И час тот пришел. Как-то прибежала Алиман к комбайну и вернулась оттуда с поникшей головой.
— Повестку прислали ему, — тихо сказала она.
— Когда?
— Только что, с нарочным сельсовета.
Я знала, что рано или поздно придет черед Касыму идти в армию, как и многим другим. И все же, когда услышала я эту весть, ноги мои подогнулись. И такая боль заныла в намаявшихся руках, что я выронила серп и сама села на землю.
— Что ж он там делает, собираться надо, — проговорила я, с трудом совладев с дрожащими губами.
— К вечеру, говорит, приду. Я пойду, мама, а вы скажите отцу. И Джайнака не видно сегодня. Где он пропадает?..
— Иди, Алиман, иди. Да тесто поставь. Я подойду скоро, — сказала я ей.

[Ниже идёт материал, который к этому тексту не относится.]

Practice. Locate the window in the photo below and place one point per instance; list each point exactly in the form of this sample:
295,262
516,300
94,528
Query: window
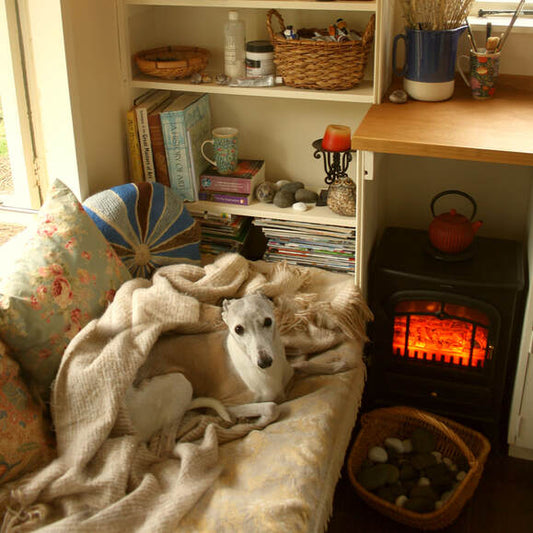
19,171
507,5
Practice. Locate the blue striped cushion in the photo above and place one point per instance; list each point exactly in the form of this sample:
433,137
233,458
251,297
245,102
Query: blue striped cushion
147,224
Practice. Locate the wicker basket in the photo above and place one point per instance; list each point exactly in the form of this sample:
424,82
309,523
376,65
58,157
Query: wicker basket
309,64
171,62
453,440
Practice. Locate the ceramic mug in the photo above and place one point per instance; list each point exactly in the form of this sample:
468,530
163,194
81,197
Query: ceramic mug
225,143
484,68
429,68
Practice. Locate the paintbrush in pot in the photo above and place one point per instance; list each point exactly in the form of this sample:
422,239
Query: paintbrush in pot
511,24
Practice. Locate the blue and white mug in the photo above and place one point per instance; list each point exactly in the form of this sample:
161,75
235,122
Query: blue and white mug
430,56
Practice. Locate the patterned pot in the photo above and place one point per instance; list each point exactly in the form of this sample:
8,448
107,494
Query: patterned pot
341,197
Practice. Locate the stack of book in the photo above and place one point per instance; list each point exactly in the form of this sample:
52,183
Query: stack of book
235,188
165,133
308,244
223,233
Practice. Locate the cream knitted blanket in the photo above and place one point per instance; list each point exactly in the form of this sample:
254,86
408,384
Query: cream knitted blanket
102,479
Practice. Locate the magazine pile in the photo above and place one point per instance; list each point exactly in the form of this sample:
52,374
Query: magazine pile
223,233
308,244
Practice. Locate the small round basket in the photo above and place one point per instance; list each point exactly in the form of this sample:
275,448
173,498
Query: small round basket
453,440
172,62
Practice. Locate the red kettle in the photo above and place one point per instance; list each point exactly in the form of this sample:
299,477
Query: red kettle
452,232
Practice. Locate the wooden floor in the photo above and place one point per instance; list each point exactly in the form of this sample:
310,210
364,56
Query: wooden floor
502,503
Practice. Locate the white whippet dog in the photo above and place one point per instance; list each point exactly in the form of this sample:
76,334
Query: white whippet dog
235,367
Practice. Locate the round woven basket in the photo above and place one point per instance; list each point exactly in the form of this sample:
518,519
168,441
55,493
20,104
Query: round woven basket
172,62
453,440
309,64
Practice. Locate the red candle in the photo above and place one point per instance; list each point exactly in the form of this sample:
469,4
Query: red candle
337,138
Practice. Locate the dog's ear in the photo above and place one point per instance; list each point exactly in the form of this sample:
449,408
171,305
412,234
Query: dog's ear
259,292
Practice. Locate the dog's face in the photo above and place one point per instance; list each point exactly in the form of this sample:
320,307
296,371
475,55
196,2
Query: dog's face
252,326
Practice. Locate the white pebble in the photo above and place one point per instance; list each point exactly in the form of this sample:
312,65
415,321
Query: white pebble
394,444
279,184
449,463
407,446
437,456
400,500
378,454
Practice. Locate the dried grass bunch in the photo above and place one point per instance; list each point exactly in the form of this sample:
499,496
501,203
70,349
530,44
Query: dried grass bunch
435,15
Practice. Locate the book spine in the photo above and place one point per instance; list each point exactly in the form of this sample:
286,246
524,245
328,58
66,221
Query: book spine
158,149
146,145
225,184
134,149
224,198
175,139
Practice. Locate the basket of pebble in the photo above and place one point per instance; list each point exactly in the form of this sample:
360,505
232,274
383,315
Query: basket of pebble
417,468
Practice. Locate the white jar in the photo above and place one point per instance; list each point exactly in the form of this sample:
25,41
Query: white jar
234,46
259,59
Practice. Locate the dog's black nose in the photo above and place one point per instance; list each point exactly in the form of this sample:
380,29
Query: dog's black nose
264,361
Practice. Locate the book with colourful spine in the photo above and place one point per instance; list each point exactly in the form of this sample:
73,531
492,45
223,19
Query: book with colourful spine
136,171
158,144
142,110
226,197
243,180
176,119
134,148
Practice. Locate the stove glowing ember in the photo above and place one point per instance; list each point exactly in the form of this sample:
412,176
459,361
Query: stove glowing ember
441,332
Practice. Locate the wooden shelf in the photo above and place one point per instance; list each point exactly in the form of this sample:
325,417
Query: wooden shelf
319,215
499,130
264,4
363,93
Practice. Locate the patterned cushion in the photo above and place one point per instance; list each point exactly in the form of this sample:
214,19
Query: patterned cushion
26,442
62,273
147,224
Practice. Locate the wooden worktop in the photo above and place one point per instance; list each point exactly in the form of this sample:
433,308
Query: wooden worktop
499,130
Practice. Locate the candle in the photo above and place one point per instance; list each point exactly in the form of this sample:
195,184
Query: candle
337,138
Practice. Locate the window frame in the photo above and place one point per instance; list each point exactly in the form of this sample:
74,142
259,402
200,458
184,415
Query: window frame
18,118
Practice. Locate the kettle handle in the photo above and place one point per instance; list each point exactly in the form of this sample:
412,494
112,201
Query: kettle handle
454,191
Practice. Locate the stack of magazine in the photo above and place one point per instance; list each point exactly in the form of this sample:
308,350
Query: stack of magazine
223,233
308,244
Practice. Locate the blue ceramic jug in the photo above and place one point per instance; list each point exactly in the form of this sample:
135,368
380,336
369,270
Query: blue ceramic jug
430,56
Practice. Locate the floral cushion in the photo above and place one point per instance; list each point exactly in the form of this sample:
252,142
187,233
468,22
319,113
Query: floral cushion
148,225
25,439
62,273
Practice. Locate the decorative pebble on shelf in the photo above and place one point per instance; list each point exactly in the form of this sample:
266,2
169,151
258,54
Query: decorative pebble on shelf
304,195
398,97
279,184
265,192
283,198
292,186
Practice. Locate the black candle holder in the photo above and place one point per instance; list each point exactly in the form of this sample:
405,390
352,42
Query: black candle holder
335,163
341,197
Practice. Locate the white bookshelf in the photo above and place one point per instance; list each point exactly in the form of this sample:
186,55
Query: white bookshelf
277,124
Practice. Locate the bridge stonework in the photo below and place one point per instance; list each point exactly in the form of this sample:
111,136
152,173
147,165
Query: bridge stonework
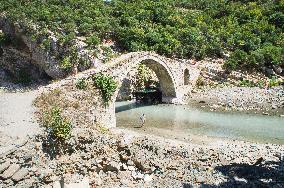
176,78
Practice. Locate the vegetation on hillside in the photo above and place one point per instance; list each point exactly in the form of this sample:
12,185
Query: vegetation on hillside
250,31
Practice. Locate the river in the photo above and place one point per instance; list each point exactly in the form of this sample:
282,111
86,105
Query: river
182,120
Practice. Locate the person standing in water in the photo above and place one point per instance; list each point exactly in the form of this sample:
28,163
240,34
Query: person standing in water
142,120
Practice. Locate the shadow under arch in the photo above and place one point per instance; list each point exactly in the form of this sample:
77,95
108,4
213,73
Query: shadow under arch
186,77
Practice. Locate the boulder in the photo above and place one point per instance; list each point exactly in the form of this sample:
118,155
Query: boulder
10,171
21,174
4,166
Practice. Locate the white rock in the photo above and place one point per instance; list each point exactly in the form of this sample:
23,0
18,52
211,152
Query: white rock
148,178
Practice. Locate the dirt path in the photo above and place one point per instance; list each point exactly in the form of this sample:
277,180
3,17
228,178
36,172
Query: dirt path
17,119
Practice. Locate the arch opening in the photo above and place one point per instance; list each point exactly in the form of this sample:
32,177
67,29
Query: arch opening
158,79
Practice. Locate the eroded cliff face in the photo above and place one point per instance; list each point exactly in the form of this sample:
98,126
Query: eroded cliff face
20,56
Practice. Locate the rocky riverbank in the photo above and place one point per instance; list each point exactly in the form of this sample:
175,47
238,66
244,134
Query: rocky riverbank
116,159
248,99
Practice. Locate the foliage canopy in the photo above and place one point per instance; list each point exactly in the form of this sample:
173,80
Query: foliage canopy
252,31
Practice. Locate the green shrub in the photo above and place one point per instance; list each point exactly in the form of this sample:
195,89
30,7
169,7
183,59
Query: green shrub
4,39
247,83
57,126
236,60
107,86
81,84
66,64
93,40
200,81
274,82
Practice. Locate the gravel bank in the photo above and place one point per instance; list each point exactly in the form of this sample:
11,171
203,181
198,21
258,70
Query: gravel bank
17,121
126,159
268,102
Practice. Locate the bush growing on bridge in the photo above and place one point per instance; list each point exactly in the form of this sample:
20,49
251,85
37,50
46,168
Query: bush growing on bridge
107,86
81,84
58,128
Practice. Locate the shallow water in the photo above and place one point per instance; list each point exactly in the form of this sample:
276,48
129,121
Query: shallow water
249,127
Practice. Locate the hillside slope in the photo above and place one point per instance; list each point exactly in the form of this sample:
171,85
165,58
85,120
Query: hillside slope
249,32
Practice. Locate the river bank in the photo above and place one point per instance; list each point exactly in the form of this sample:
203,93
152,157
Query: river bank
123,158
242,99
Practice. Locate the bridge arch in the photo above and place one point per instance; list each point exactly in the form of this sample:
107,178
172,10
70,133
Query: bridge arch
160,68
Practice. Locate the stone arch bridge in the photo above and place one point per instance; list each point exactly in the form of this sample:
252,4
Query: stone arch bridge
176,79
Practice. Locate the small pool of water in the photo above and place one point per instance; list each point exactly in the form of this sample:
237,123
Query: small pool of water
180,118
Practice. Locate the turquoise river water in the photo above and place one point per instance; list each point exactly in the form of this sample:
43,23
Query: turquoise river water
186,119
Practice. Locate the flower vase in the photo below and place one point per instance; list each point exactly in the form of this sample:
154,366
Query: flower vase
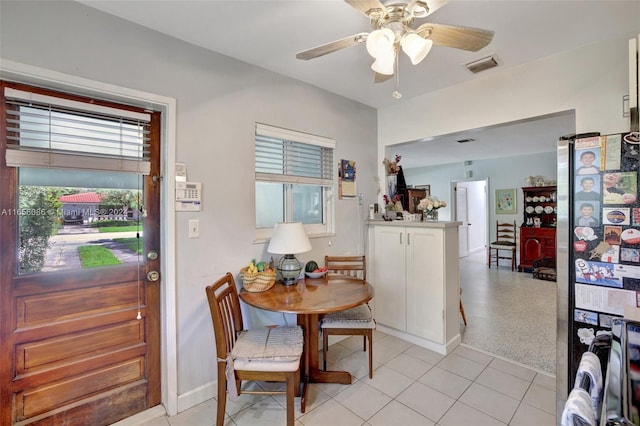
431,215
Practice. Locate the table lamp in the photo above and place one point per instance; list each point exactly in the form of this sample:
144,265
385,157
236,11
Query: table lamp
289,238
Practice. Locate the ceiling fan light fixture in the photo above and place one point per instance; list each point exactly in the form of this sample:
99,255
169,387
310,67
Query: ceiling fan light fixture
415,47
420,9
384,64
380,42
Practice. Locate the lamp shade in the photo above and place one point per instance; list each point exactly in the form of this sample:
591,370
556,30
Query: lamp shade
380,41
289,238
384,63
415,47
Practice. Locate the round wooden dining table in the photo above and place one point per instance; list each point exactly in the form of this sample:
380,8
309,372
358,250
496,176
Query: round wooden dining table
310,298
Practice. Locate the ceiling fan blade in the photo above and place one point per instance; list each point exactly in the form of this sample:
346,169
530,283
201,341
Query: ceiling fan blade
465,38
381,78
435,5
366,6
343,43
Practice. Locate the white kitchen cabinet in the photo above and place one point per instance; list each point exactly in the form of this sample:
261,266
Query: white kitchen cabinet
415,274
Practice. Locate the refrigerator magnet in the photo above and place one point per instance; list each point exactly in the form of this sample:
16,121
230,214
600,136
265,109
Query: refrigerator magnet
616,215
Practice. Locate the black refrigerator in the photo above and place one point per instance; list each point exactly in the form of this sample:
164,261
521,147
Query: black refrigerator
598,244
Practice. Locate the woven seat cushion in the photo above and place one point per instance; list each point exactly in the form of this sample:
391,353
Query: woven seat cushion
358,317
508,244
268,345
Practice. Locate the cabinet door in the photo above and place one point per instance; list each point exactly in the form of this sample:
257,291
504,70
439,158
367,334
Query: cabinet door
532,250
389,276
425,283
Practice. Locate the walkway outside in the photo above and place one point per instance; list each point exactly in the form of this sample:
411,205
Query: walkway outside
63,247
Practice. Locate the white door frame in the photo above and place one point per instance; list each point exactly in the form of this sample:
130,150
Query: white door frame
481,205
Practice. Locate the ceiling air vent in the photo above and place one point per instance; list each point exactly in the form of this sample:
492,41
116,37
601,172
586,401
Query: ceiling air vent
482,64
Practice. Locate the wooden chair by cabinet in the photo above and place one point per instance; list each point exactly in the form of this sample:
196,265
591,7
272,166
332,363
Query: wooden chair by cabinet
356,321
505,242
280,349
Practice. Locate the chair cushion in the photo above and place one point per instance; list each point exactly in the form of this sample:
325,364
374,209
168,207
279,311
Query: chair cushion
280,344
349,324
505,244
358,317
262,365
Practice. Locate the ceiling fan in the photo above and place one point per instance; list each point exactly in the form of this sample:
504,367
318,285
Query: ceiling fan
393,31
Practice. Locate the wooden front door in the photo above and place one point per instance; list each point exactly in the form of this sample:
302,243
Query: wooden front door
79,345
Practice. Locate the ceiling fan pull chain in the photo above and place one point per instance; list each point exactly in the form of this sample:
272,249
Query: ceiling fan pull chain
396,92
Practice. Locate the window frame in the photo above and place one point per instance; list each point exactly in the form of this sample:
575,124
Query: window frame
327,182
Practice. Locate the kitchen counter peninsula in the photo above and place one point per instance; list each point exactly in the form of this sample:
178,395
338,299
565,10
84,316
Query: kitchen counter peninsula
414,270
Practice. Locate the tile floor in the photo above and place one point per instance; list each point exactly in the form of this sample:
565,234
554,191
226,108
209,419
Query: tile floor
414,386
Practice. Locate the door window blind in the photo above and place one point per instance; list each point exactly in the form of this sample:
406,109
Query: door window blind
47,131
292,157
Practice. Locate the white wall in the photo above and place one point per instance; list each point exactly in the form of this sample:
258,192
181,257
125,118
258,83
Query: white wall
501,173
218,101
590,80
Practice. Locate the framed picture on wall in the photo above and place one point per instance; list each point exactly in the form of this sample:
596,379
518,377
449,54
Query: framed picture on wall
506,201
427,188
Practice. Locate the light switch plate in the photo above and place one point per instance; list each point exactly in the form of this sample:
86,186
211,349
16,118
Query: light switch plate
194,228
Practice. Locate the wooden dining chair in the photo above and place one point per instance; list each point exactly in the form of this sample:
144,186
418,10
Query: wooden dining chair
268,354
505,241
356,321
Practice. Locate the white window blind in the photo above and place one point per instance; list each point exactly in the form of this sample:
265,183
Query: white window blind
51,132
288,156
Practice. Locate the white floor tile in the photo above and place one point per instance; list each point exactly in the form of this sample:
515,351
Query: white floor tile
490,402
463,415
426,401
398,414
389,381
526,415
502,382
363,399
446,382
330,413
542,398
409,366
461,366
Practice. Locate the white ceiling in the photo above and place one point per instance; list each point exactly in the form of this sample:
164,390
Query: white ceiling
269,33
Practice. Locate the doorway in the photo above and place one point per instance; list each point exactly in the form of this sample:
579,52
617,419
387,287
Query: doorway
471,209
83,342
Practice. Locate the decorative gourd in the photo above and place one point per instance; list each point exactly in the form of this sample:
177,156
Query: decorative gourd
311,266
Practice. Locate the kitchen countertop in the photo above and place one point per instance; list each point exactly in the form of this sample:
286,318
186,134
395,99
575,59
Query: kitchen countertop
439,224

А сама как сидела, так и осталась сидеть на жнивье. Долго сидела так. Сил не было поднять с земли платок, упавший с головы. И вот тогда, смотрю я, муравьи цепочкой бегут по тропке. Они тоже трудились, тащили солому, зерна и не подозревали, что рядом сидел человек со своим горем, тоже труженик, во всяком случае не меньше, чем они, труженик, который завидовал в ту минуту даже им, муравьям, этим крошечным работягам. Они могли спокойно делать свое дело. Если бы не война, разве стала бы я завидовать муравьиной жизни? Стыдно говорить…
Тем временем Джайнак прикатил на своей бричке. Он в те дни на комсомольском обозе работал по вывозке хлеба на станцию. Видно, узнал о повестке брата и приехал за мной. Джайнак соскочил с брички, поднял платок и накинул мне на голову.
— Поедем, мама, домой, — сказал он и помог мне встать на ноги.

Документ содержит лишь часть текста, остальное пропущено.